QoL was assessed at baseline, at 1, 2, 3, 6, and 12 months after trial entry, and thereafter annually using the EQ-5D, FACT-G, FACT-BRM, and the FACT-TOI QoL measures. No significant differences in QoL were found between imatinib and dasatinib in both generic and cancer-specific instruments. For dasatinib, the EQ-5D score was 0.77 and 0.80 at baseline and at 1 year, respectively, and was 0.79 and 0.82 for imatinib (2-3 basis points), respectively. The FACT-G, FACT-BRM, and the FACT-TOI assessments also showed the same results.
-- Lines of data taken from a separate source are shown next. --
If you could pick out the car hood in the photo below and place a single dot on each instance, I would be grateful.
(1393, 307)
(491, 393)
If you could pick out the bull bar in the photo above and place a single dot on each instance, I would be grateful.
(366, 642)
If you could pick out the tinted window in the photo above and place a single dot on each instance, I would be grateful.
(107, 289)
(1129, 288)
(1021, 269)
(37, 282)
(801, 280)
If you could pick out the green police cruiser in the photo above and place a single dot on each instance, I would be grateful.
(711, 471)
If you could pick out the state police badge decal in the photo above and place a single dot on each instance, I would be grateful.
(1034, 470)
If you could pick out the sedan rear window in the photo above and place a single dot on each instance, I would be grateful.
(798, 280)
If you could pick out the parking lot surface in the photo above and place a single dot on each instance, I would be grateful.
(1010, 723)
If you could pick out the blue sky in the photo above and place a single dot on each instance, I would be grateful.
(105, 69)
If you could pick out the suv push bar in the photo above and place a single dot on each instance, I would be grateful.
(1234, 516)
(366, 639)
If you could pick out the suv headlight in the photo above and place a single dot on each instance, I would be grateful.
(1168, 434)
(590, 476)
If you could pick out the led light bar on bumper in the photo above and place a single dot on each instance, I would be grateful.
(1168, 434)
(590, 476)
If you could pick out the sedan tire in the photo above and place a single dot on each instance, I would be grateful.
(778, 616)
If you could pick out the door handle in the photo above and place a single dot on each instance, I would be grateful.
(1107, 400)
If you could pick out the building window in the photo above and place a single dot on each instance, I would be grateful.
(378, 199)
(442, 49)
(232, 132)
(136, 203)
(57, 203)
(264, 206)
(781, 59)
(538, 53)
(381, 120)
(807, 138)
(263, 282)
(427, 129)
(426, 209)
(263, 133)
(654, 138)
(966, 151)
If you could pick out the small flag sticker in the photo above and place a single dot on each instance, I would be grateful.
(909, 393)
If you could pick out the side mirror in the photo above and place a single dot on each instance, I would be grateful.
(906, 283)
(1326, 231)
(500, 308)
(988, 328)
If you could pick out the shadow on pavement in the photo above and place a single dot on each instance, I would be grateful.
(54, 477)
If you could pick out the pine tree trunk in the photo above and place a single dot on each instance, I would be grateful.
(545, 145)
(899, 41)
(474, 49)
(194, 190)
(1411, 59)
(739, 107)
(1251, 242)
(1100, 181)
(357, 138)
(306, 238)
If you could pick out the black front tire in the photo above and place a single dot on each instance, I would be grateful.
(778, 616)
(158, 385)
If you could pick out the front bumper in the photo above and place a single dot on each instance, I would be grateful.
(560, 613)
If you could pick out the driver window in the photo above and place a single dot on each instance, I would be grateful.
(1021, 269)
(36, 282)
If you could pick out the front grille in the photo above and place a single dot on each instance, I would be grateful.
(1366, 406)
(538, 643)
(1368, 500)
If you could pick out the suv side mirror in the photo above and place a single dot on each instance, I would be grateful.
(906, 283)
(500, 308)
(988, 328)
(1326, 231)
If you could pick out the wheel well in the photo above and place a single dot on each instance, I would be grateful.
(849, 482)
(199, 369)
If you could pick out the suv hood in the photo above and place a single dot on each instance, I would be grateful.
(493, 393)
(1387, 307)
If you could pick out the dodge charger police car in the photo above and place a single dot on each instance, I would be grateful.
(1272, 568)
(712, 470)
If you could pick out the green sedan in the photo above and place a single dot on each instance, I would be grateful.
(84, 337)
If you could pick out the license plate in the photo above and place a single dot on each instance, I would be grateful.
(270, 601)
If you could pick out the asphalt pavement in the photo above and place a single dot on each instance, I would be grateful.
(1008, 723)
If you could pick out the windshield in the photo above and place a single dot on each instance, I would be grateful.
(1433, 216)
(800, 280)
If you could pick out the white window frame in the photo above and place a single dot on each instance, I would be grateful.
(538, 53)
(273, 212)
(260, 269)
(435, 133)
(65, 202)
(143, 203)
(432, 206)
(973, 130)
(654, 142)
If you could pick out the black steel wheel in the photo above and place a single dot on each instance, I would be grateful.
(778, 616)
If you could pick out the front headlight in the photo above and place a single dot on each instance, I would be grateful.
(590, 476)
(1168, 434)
There was a slight increase for the FACT-G (4-5 basis points), FACT-TOI (3-4 basis points), and FACT-BRM (8-10 basis points) after 1 year for both treatments, but this difference was not significant. No changes in emotional and functional well-being scores were as observed between the 2 treatment arms. Moreover, in an exploratory analysis, the development of pleural effusion also did not have a large effect on QoL. These results suggest that, despite different side effect profiles, there are no significant differences in QoL between standard-dose imatinib and dasatinib over time.

  1. Labeit AM, et al. ASH 2015. Abstract 4024.